Paris Hilton's Father Enters Porno Market With Tape Of His Own
Rick Hilton, current owner of the Hilton hotel chain empire and father of socialite Paris Hilton, announced today that in light of the infamous Paris Hilton sex tape that is headed for a commercial release under the title "One Night In Paris", he himself will be foraying into the amateur porno market with a tape of his own.
"This is a lucrative business," Hilton said in a press release, "and one that I'd really like to be a part of."
But Hilton's tape, tentatively titled "One Night In Rick...Wait, What?" will be more than merely a portrayal of a slightly-overweight man having "standard, boring sex" with his wife -- it will also be a "showcase of the many benefits and allures of Hilton hotels".
"My daughter's tape was in fact shot in a Hilton, which gave me this idea," he said. "Between her tape and now mine, we'll be able to reach an all-new demographic of perverts and creeps who might not think they're good enough to stay in a Hilton."
Accordingly, the tape highlights many of the more positive aspects of Hilton hotels, all set to the backdrop of Rick and wife Kathy's lovemaking.
"Now in this particular Hilton, located in the heart of Philadelphia -- oh, God, do you like that, honey? -- you'll have high-speed internet access," Hilton explained, gesturing to the phone jacks in the corner. "We also have two dual-line phones in this room, which are perfect for the traveling businessman...Jesus, that's nice!"
The camera then shifted to the couple in coitus in front of the television, where Hilton was busy checking the latest news on CNN while pounding his wife.
"You'll notice that I am able to watch CNN on television, then go over to CNN.com on the same screen to check out their story on lovemaking tips, which I can then use on the fly," Hilton said as his wife nodded furiously in agreement. "That's because these rooms are equipped with WebTV, which should satisfy even the most technologically advanced 75 year-old."
For the next segment of the tape, the setting shifts to the hotel's Faculty Club buffet restaurant, where Hilton and his wife continued their intercourse on top of one of the eatery's tables as patrons stared in horror.
"In the Faculty Club," panted Hilton, growing visibly exhausted, "you'll be treated to a superb American Buffet, featuring all kinds of foods from all over this diverse country of ours. Or, show up early for a Continental Breakfast that'll just really knock your socks off."
"Sir, my family and I are trying to eat!" said one man angrily, tapping Hilton on the shoulder.
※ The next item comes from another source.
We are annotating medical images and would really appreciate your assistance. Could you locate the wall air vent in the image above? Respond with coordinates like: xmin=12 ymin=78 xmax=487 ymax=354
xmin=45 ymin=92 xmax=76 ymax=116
Hilton, however, merely laughed good-naturedly.
"Of course you are!" he exclaimed, craning his neck to look at the family's plates while impressively never faltering in his rhythm. "And from the looks of it, you and your lovely family are really enjoying our first-class pancakes and savory breakfast sausages!"
"Well, I guess we are," the man admitted, breaking into a laugh.
"You see?" Hilton shouted as he reached the climax of both the tape's presentation and his orgasm. "Why would you stay somewhere else when you can stay at a...at a fucking HILTON?!"
The tape is expected to go on sale shortly, and should it be a success, Hilton is already readying other methods of following in his daughter's footsteps for publicity.
"I am in talks with Fox to do a reality TV show in which I must survive at a lesser hotel room, using only my wits and platinum Visa card to get me out of trouble," Hilton told us. "It's hilarious fun, and it's reality TV. Keep an eye out for it!"
Meanwhile, Hilton's daughter Paris seemed flattered at her father's copying, although she said she did not quite understand the business aspect of it.
"I'm not sure why he's worried about making a good name for his hotel in the porno," she said. "Like, why would you work like that? Just like all those poor slobs who have to work at gross factories to support their families -- they really don't know how to have fun."